The plan from the Georgetown-based Levy Group and the New York-based Georgetown Company is to renovate the six-story heating plant building into Four Seasons Private Residences, the developers and the hotel firm announced Friday.
The proposed Four Seasons design would also convert the site’s open space — now home to storage tanks and parking — into a grassy park with public access to Rock Creek and the C&O Canal, and a trail connecting the parcel to other parkland nearby.
“We have a long track record of doing what were best-in-class projects that we thought were transformative for a community,” Georgetown Company president Adam Flatto said in an interview. “This opportunity falls right in that zone.”
The companies have been working on the design for more than a year, anticipating that the 1940s heating plant at 29th and K streets would be declared surplus property. The Four Seasons Hotel on Pennsylvania Avenue backs on the heating plant site, making it a desirable spot for the company to build luxury condominiums, hotel company vice president Paul White said in an interview.
The U.S. General Services Administration, which owns the site, has retained the facility as a backup heating plant. The government has spent hundreds of thousands of dollars a year to maintain the facility, but hasn’t needed it over the last decade.
Neighbors have said the site’s industrial use is a waste along Rock Creek Park in Georgetown and that they look forward to a more attractive and inviting use there. Some residents have specifically called for a concept strikingly similar to the Four Seasons plans for open green space next to a renovated building.
Flatto said The Georgetown Company (which, despite its name, has no connection to the D.C. neighborhood) has a history of creating public parks as part of its projects nationwide, citing examples in New York and Ohio. “It became very obvious to us that a great part of the ability for us to transform the site was creating that park,” he said. “We understood how this parcel, if developed properly, could be a linking green space between Rock Creek and the waterfront.”
Flatto and Levy Group principal Richard Levy said they don’t have design details for the heating plant building itself, an art deco structure the government considers historically significant.

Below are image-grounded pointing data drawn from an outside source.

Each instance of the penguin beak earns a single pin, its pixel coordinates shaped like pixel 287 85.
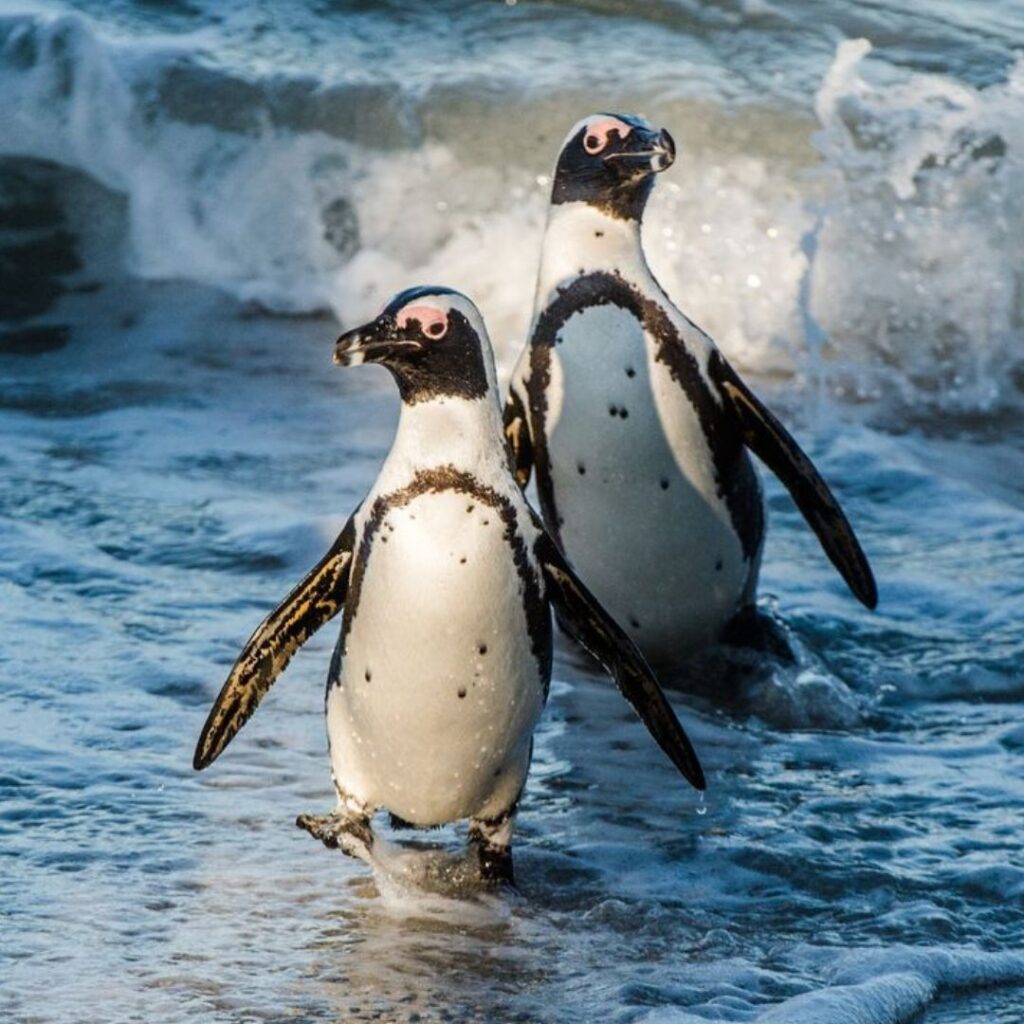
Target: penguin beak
pixel 647 152
pixel 377 341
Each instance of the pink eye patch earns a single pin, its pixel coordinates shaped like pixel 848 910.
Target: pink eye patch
pixel 433 323
pixel 596 137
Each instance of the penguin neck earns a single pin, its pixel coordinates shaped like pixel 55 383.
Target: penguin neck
pixel 462 432
pixel 581 239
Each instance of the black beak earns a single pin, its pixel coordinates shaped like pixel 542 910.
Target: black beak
pixel 646 152
pixel 374 342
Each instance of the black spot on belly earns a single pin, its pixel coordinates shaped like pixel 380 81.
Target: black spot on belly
pixel 736 482
pixel 449 478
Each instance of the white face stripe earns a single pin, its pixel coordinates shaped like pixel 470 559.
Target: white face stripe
pixel 593 122
pixel 433 322
pixel 596 136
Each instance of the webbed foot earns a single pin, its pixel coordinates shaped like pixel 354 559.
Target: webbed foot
pixel 339 830
pixel 493 841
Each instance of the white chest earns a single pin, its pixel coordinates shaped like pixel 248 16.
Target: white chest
pixel 439 688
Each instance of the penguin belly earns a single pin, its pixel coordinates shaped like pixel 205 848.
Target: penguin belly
pixel 439 691
pixel 635 489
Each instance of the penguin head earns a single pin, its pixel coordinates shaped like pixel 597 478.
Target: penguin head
pixel 609 161
pixel 433 342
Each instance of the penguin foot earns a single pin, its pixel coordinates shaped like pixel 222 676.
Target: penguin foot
pixel 495 863
pixel 338 830
pixel 492 838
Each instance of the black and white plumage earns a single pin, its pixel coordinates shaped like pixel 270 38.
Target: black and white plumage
pixel 444 579
pixel 637 427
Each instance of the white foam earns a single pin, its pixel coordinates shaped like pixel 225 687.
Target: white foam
pixel 879 986
pixel 887 266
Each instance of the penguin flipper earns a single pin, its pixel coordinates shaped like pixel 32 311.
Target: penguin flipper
pixel 773 444
pixel 314 601
pixel 517 436
pixel 594 629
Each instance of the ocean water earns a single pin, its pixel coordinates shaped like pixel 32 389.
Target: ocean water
pixel 194 196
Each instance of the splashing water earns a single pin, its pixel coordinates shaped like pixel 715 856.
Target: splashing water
pixel 174 457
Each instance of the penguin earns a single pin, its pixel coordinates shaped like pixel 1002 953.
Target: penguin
pixel 636 427
pixel 444 579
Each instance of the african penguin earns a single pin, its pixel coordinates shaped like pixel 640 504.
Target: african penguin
pixel 637 426
pixel 444 579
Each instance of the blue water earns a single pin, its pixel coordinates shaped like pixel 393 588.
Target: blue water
pixel 193 197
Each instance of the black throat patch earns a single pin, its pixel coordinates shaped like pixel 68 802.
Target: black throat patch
pixel 735 480
pixel 440 478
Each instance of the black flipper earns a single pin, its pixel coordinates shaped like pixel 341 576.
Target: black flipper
pixel 518 439
pixel 772 443
pixel 314 601
pixel 594 629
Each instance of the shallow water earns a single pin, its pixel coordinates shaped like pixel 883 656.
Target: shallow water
pixel 173 458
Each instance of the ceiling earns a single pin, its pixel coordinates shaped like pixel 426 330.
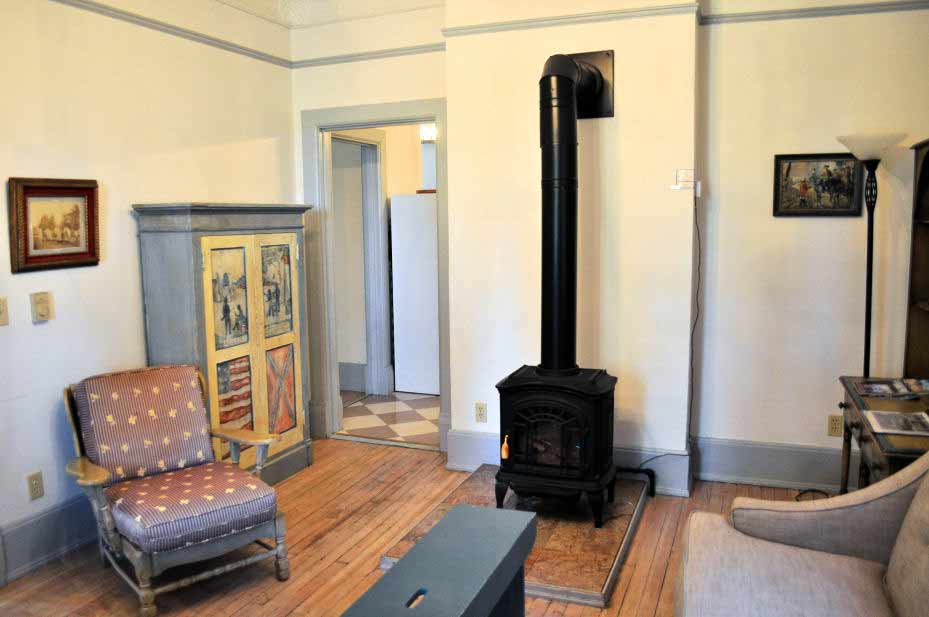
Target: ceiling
pixel 303 13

Any redevelopment would require more than a year of cleanup to remove industrial equipment and asbestos, they said, and some level of exterior renovation to add windows.
The development team hasn’t yet projected the cost of the cleanup or of retrofitting 80 luxuriously trimmed condominium units into the heating plant building.
The property remains in the early stages of the government’s disposal process. The General Services Administration must first solicit interest from other local and federal agencies before offering it for sale, which is anticipated sometime next year. It may also place some conditions on the sale.
Levy said he expects significant competition from other developers for the site. Local firm EastBanc is among those interested in the property, vice president for acquisitions Joe Sternlieb told The Washington Post last month. He declined to comment yesterday.
“There are a lot of ambiguities here; this is a far from done deal,” Levy said. “And we really won’t know a whole lot until we see how GSA puts it out.”
General Services Administration spokesperson William Marshall declined to comment on the Four Seasons vision for the site. “GSA does not speculate about how surplus properties should be used,” he wrote in an email.
Levy said he has personally met with General Services officials over the years to request the property be declared surplus.
“We’ve spent a lot of time on this; we’re very committed to it,” he said. “And we believe we have what should prove to be a very compelling project for the community and one that’s financially viable.”
This article appears in the Nov. 30 issue of The Georgetown Current newspaper.